4 July 25 2007 at 07:23:31
Name: Lowell Burch
Topic: Happy Birthday
Email: FI 5-9774
Comments: He be a young'un - and married to pretty filly, too (see the Sunday Tulsa World for a photo of the almost-newlyweds). If I know our Webmaster, he will do something creative for his Big Day. Best wishes.

Thanks, Lowell. I didn't necessarily want to put the arm on readers for yet further congratulation, but I appreciate it anyway. I believe I have ID'd Ms. "Anonymous" as a descendant of Bat Masterson's.

3 July 24 2007 at 22:06:39
Name: Anne Anonymous
Topic: Our Webmaster
: The 25th is the Natal Day or "Birf Day" of Mike Ransom - our site's founder.

Happy Birthday, M R!

What are you 39?

2 July 24 2007 at 19:14:21
Name: Beverly
Topic: Hawk's Dairy
Email: BeverlyW58@hotmail.com
Comments: On what corner of 11th and Lewis was Hawk Dairy located? I always thought it was the southwest corner, but I don't think that's right. Also, in what year did it close?

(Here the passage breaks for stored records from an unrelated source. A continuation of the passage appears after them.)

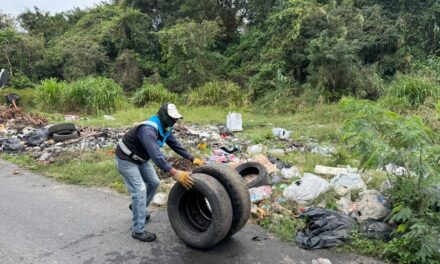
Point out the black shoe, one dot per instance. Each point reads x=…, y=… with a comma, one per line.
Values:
x=146, y=218
x=144, y=237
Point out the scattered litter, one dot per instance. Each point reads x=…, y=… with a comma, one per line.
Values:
x=260, y=193
x=371, y=206
x=12, y=144
x=321, y=261
x=234, y=122
x=266, y=163
x=289, y=173
x=277, y=152
x=308, y=188
x=275, y=179
x=71, y=117
x=320, y=169
x=376, y=230
x=346, y=205
x=324, y=228
x=350, y=181
x=256, y=149
x=396, y=170
x=36, y=138
x=221, y=156
x=281, y=133
x=160, y=199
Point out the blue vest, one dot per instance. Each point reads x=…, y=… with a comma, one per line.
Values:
x=155, y=123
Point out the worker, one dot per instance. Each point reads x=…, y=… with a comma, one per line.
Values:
x=135, y=149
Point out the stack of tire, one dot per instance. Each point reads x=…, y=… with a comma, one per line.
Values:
x=217, y=206
x=63, y=132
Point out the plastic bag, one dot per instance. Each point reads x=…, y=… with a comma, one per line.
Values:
x=308, y=188
x=12, y=144
x=325, y=228
x=234, y=122
x=281, y=133
x=260, y=193
x=36, y=138
x=350, y=181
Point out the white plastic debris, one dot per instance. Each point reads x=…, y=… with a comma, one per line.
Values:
x=160, y=199
x=277, y=152
x=308, y=188
x=350, y=181
x=234, y=122
x=371, y=206
x=260, y=193
x=281, y=133
x=289, y=173
x=396, y=170
x=256, y=149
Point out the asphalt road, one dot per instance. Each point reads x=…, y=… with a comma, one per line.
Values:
x=43, y=221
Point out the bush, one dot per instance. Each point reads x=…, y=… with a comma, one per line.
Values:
x=50, y=94
x=20, y=81
x=413, y=90
x=93, y=95
x=223, y=93
x=153, y=93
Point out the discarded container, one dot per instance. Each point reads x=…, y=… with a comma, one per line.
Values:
x=371, y=206
x=260, y=193
x=256, y=149
x=277, y=152
x=271, y=168
x=234, y=122
x=308, y=188
x=281, y=133
x=325, y=228
x=289, y=173
x=350, y=181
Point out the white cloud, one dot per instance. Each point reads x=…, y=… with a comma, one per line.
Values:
x=15, y=7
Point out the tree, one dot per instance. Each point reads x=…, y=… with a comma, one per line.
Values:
x=187, y=53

1 July 24 2007 at 16:32:49
Name: Webmaster
Topic: Previous GroupBlog summary

Archived GroupBlog 247, where we just saw a Beryl Ford Collection photo of the Dixon's Thrif-T-Wise Supermarket, thanks to Beverly.

Caroline Croskery is the daughter of a top-of-the-line voice talent, the late Danny Dark. She is in the voice business herself. There is still an open guestbook for Danny Dark memories. He was a Tulsa Central High grad and worked at both KOME and KAKC in the late 50s. He announced for Kraft and Budweiser, and was the voice of NBC for years. He did voiceover for "Bonanza" and "Bewitched", among many other series.

Party lines and local telephone exchanges of the past were discussed. OKC celebrated 50 years of TV (link to photos of the event). We learned that The Rubiot, after its demise as a coffee house/jazz club, briefly became a dinner theater. We saw a Coman's restaurant Frankoma ashtray. The passing of Tammy Faye Bakker Messner was noted and discussed.

The webmaster celebrated five years of marriage.

All of that and more in GroupBlog 247.